The amateur, unsolicited video for this tune, apparently created by some Grandaddy fanatics on an old Apple computer, sums this band up splendidly (see it at YouTube.com/watch?v=6nmimuo9dIs). It ends with a long, aching shot of a computer monitor, illuminated by a harsh desk lamp, abandoned and utterly alone. Is it overly fey of me to find this image chilling and profound? Perhaps.
I don't know why Grandaddy broke up. Ennui, most likely. I can't be expected to do my job under these conditions. It is enough that I floridly proselytize on their behalf. The band started with a long lo-fi home-taping phase that's kind of charming and kind of spotty -- the comp Concrete Dunes will learn ya, but it's one of those deals involving an old label wherein the band had no involvement or input (vague threats of physical harm have transpired). So if you're trying not to offend anyone, maybe stick with 1999's The Broken Down Comforter Collection, which highlights the band's splendid taste in song titles ("Kim, You Bore Me to Death," "Sikh in a Baja VW Bug"). Debut full-length Under the Western Freeway is considered the dudes' first not entirely half-assed release, with some excellent stranded astronaut alienation and a final track that's mostly just field-recorded crickets chirping. That shit kills during poker nights.

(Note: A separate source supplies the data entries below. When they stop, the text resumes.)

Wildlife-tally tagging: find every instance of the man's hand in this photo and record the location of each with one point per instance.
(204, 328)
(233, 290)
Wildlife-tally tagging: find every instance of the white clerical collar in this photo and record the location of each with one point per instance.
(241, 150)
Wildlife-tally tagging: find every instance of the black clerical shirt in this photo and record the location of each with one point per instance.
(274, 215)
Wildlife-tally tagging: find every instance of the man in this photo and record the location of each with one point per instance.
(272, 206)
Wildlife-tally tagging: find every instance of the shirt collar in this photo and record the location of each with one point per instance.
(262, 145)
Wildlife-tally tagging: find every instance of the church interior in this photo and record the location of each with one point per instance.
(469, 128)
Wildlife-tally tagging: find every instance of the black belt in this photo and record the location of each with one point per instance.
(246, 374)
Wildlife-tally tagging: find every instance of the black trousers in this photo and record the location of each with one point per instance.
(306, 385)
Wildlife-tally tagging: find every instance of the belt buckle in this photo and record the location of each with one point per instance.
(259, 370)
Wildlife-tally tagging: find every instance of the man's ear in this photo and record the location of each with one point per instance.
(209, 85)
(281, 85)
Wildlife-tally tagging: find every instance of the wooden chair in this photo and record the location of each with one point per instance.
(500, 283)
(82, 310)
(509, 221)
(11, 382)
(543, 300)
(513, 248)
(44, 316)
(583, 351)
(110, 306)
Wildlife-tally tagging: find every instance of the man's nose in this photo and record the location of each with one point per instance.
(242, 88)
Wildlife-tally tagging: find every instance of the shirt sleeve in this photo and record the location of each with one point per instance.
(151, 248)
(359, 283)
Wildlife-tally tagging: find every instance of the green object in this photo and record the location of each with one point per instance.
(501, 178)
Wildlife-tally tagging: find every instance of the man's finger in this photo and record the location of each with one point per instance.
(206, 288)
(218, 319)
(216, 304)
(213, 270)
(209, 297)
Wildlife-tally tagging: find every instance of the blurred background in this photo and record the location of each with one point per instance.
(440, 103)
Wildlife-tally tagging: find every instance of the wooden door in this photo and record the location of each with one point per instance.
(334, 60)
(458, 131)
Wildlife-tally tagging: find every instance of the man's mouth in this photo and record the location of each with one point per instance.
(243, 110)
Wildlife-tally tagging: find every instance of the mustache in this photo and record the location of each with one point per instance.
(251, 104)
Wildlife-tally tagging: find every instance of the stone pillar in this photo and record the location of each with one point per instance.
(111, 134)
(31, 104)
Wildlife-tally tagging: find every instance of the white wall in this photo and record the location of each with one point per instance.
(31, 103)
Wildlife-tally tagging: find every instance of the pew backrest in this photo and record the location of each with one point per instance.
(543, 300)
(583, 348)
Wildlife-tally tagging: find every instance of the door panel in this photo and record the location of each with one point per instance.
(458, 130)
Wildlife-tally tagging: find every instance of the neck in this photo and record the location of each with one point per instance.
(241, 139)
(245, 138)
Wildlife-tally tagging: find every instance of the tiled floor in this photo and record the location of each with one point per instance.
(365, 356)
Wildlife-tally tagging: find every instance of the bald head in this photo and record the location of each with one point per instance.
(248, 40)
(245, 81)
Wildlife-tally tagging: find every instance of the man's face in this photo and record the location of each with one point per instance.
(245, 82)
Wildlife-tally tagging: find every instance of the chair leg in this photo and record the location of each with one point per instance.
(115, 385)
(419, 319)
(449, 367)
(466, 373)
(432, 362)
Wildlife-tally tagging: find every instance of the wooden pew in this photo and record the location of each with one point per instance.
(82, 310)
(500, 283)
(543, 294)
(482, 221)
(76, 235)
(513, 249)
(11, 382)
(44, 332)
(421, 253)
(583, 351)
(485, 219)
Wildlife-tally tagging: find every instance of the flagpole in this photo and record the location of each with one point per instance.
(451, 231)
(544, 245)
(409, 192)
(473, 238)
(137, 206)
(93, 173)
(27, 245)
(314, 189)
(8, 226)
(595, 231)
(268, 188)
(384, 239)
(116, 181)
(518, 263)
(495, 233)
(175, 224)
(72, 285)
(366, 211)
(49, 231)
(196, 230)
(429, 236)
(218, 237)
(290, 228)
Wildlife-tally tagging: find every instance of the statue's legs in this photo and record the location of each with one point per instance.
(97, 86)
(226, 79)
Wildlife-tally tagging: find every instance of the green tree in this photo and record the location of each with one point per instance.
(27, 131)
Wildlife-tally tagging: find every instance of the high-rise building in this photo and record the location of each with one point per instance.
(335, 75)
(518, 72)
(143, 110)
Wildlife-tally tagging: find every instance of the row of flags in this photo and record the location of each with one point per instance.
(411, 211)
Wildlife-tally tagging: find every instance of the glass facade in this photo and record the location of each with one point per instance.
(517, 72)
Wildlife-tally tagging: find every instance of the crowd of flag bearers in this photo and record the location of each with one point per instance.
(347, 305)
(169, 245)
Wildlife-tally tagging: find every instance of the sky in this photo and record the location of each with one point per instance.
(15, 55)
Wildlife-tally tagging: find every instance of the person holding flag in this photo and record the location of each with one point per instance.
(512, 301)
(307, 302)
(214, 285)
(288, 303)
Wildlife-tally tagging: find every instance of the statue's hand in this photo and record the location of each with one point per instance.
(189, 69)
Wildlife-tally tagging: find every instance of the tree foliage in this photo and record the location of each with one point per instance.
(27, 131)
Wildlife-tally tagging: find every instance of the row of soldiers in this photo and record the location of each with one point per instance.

Buy Sophtware Slump immediately. I'm not gonna take any crap about this. Some folks find the follow-up, 2003's Sumday, a bit too glossy, with short pop tunes that disregard Grandaddy's talents for languid, ten-minute prog-pop epics like Slump's majestic opener "He's Simple, He's Dumb, He's the Pilot." But the Nature vs. Technology debate/crisis is well represented by "The Group Who Couldn't Say," in which overachieving office drones are set loose in the wild to stomp in puddles and behold wondrous insects -- Her drag-and-click had never yielded anything as perfect as a dragonfly.
Late last year came the Excerpts from the Diary of Todd Zilla EP, a bizarre mixture of Andrew WK-like inspirational anthems, atonal hardcore goofs, and anti-chain-store tirades (Fremont residents might relate to this). The band's final bow comes in May with the evidently posthumous full-length Just Like the Fambly Cat, which is hopefully better. Lately, frontman Lytle has cryptically noted how housecats tend to die (quietly and with dignity) and threatened to move to Montana. Which frankly suits him perfectly. Hopefully he'll take along a synth or two.
For that, in the end, is Grandaddy's enduring image and legacy, encapsulated by a photo in the Sophtware Slump booklet depicting a skinny dude in a cowboy hat, cradling a keyboard and staring at the moon. Beholding the splendor of nature while holding an example of the technology that will demystify and probably eventually destroy it. A perfect image for a perfect band.